Das neue Zeichen Jesu
Der Moment von Jesu neuem Zeichen ist eingebunden in eine austarierte Feier eines alten Zeichens. Es war das Pessachmahl, das seinen festen Platz im Leben eines Juden hatte. Die Abläufe waren klar. Jeweils der jüngste Teilnehmer hatte die Frage zu stellen, warum gefeiert wird. Der Leiter erklärte es mit einem festen Text. Und er tat all das, was die anderen kannten und erwarteten. Es ist sehr wahrscheinlich, dass dieser Ablauf des Pessach auch seine Geschichte hat. Die Menschen werden nach der Sesshaftwerdung im Gelobten Land danach gesucht haben, wie sie feiern sollen. Sie haben eine Form gefunden und bewahrt. Die Form bot die Sicherheit dafür, dass sich die Teilnehmer auf ihre Gefühle einlassen konnten.

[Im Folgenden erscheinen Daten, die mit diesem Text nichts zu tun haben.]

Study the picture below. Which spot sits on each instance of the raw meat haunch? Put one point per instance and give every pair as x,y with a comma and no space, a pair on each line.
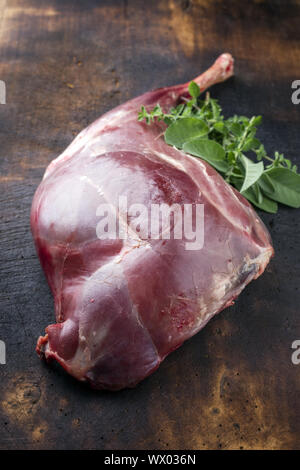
122,305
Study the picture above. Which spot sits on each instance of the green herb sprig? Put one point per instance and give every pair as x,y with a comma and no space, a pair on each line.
198,127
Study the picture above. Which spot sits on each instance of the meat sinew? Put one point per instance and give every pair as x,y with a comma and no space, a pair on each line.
123,304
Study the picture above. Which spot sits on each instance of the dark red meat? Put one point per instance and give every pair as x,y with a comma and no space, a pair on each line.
122,305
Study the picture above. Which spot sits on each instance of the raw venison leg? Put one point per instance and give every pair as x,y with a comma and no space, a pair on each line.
122,305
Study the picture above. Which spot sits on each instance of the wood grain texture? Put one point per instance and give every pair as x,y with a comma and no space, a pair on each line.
65,63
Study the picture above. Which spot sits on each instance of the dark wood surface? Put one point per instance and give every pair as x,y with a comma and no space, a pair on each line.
65,63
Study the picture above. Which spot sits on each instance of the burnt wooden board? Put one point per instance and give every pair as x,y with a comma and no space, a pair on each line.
65,63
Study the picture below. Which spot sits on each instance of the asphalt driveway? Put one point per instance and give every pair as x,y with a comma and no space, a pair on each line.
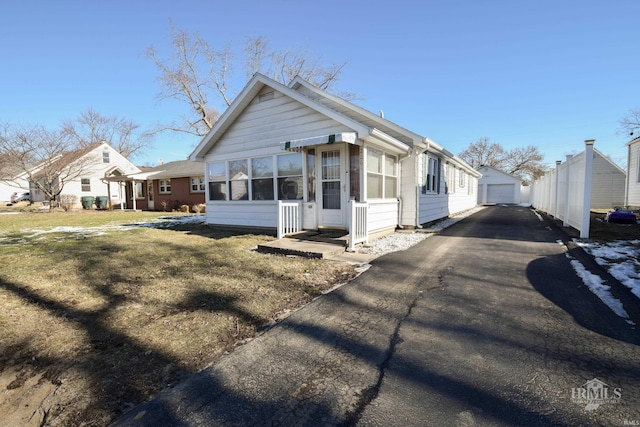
485,323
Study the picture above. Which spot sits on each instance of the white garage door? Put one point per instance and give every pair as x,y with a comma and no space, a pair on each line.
500,193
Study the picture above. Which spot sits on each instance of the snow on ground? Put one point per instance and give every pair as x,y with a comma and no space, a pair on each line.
86,232
399,241
602,291
620,258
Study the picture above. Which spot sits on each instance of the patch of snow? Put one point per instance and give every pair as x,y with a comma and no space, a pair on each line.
86,232
602,291
401,241
620,258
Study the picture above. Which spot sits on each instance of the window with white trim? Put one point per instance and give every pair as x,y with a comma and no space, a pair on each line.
218,181
239,179
290,177
197,184
262,178
164,186
431,174
382,175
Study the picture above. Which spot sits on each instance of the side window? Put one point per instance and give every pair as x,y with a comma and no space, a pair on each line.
86,184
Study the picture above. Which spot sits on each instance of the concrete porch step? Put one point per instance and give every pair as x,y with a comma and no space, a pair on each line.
308,244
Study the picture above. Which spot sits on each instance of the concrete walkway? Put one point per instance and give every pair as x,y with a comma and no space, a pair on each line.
483,324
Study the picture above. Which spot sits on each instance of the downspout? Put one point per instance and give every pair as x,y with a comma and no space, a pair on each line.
400,204
418,192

Aber Jesus gibt den Jüngern ein neues Zeichen. So schwer das für die Jünger sein mag, so gut ist es auch für sie. Schwer ist das Mitgehen bei einer unerwarteten Geste Jesu. Aber gut ist, dass sie herausgefordert sind. Aus der guten Routine eines Pessachmahls sind sie geweckt worden. Da ist etwas Neues. Da ist etwas ganz Tiefes. Da ist etwas, wo eine eigene Antwort nötig ist.
Von Petrus kennen wir die zwei falschen Versuche. Was die anderen Jünger erlebten und taten, wird nicht berichtet. Aber sie waren dabei - und das zählt.
Das neue Zeichen der Liebe ist für Johannes allein wichtig. Das Abendmahl Jesu mit seinem Auftrag: "Tut dies zu meinem Gedächtnis" spielt in seinem Evangelium so gut wie keine Rolle. Es ist nur der eine Vers: "Es fand ein Mahl statt, und der Teufel hatte Judas, dem Sohn des Simon Iskariot, schon ins Herz gegeben, ihn zu verraten und auszuliefern."(Joh 13,2). Dieser Verrat wird in Joh 13,26f beschrieben, aber das Mahl, das später die Gemeinde verbindet, spielt keine Rolle.
Nur auf ein Thema kann er sich konzentrieren - und so wählt er aus, was ihm das wichtigste Zeichen ist: Liebe ohne Wenn und Aber. Selbst ein Judas hat diese Liebe noch erlebt - und konnte sich nicht auf sie einlassen. Verstanden hätte er, aber es fehlte die Kraft zur Antwort.
Zeichen für 2010
Wir am Gründonnerstag 2010 sind wir wieder nicht in der Situation des Neuen Zeichens und des Neuen Erlebens. Wir müssen aus dem Alten Zeichen etwas machen. Aber das, was wir machen, muss nicht immer gleich sein. Wer will, kann eine neue Antwort suchen. Sie kann gut und richtig sein. Sie kann in anderen Menschen Widerspruch erzeugen. Auf jeden Fall wird es eine Reaktion Jesu darauf geben. Ihm traue ich zu, dass er unser Anliegen versteht und so darauf reagiert, dass wir Segen spüren. Amen!